The decision in Indowind states - "It is not in dispute that there can be appointment of an arbitrator if there was any dispute between Wescare and Subuthi. The question is when Indowind is not a signatory to the agreement dated 24.2.2006, whether it can be considered to be a 'party' to the arbitration agreement. In the absence of any document signed by the parties as contemplated under Clause (a) of Sub-section (4) of Section 7, and in the absence of existence of an arbitration agreement as contemplated in Clauses (b) or (c) of Sub-section (4) of Section 7 and in the absence of a contract which incorporates the arbitration agreement by reference as contemplated under Sub-section (5) of Section 7, the inescapable conclusion is that Indowind is not a party to the arbitration agreement. In the absence of an arbitration agreement between Wescare and Indowind, no claim against Indowind or no dispute with Indowind can be the subject- matter of reference to an arbitrator. This is evident from a plain, simple and normal reading of Section 7 of the Act."

This insistence on a signature becomes problematic in a different fact situation. Take, for instance, a scenario where party X enters into an agreement with a Consortium consisting of party A and B. Even the agreement states that A is entering into the Agreement on behalf of the Consortium, with A and B being jointly and severally liable to the extent of their interest in the Consortium. The Consortium is, however, not a separate legal entity in law. In such a scenario, given the language in the decision of Indowind, party B, arrayed as Respondent in a Section 11 petition, may take the objection that it was not a signatory to the agreement, and hence was not a "party" to the arbitration agreement. Commercially, this becomes even more problematic for party X when party A (the signatory) is a foreign party and party B is an Indian party, as X, to actually benefit from the litigation, has only two options:-

i. File a parallel suit against B to the extent of B's liability.

ii. In the event of a favourable award against A, go to A's country of incorporation and attempt to enforce the award in entirety, leaving it to A and B to apportion liability.

In my view, the situation becomes worse if B, for instance, has a hand in the breach of the agreement, as opposed to a situation where A is the Operator and the only person responsible for taking steps under the agreement with X. In this situation, even A has the opportunity to wriggle out of arbitration, by using the ratio in Sukanya Holdings v. Jayesh H. Pandya, (2003) 5 SCC 531, wherein it is stated that a cause of action cannot be bifurcated such that part of it is decided by an arbitral tribunal, and part of it is decided in a civil suit.
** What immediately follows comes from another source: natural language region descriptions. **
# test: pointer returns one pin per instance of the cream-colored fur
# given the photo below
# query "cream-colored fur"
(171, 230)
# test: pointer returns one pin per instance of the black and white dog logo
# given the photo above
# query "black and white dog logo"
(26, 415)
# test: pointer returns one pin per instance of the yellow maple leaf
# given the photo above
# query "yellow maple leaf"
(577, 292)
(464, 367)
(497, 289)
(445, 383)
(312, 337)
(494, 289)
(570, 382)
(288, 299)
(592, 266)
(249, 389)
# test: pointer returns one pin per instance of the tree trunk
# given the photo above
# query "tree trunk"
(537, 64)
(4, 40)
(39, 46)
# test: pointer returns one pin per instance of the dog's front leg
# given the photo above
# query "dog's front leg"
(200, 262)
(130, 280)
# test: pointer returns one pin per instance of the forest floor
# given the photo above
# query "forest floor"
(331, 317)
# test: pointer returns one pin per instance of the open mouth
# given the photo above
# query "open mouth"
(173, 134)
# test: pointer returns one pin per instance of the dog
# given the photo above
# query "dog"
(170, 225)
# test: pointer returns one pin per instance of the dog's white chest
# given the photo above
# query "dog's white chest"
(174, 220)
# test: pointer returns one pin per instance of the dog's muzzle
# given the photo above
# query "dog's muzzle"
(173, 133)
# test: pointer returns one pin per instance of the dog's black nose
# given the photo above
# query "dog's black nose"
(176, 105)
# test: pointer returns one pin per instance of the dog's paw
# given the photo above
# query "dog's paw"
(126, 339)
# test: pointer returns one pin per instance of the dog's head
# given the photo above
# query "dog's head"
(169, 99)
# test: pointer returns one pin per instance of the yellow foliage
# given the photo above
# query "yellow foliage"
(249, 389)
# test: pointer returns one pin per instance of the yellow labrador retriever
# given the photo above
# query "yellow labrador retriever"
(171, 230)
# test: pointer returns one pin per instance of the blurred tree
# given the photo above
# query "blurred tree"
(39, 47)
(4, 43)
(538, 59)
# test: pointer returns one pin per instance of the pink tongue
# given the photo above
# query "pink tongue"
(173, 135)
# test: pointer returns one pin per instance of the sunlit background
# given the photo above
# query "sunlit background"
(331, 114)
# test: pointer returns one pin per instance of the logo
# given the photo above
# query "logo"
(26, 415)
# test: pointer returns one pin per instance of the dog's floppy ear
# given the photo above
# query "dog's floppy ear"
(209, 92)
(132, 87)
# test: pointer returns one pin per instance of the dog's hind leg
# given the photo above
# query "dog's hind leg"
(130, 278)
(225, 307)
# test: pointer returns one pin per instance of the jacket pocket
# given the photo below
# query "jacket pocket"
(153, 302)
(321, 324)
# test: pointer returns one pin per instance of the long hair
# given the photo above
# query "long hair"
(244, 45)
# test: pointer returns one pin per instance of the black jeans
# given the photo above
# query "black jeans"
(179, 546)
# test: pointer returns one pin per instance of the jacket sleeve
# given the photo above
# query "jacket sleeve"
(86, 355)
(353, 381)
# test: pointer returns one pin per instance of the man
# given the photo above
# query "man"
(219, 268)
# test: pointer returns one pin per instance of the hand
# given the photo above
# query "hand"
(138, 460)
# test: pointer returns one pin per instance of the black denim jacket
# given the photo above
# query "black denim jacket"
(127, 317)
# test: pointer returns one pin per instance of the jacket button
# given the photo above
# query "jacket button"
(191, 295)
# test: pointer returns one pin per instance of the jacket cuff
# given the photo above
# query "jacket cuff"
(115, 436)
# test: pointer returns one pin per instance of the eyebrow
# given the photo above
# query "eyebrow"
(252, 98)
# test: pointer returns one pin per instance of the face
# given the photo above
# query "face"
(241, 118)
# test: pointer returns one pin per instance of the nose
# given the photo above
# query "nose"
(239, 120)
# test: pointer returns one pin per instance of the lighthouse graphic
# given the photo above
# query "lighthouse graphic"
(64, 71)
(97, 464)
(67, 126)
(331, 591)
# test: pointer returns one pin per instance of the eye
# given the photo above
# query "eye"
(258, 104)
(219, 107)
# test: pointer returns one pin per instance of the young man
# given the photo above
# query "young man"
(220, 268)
While Sukanya Holdings was in the context of an application made under Section 8 of the Arbitration and Conciliation Act, 1996, some may argue that the principal can be extrapolated in deciding the arbitrability of a dispute in proceedings under Section 11 of the Arbitration and Conciliation Act.

I feel, therefore, that the principle enunciated in Indowind needs to be clarified and extended to the effect that a non-signatory to an arbitration agreement is deemed to be a signatory where, either expressly or impliedly, the party actually signing the agreement is representing such other party (either as agent or otherwise) for the purpose of the contract.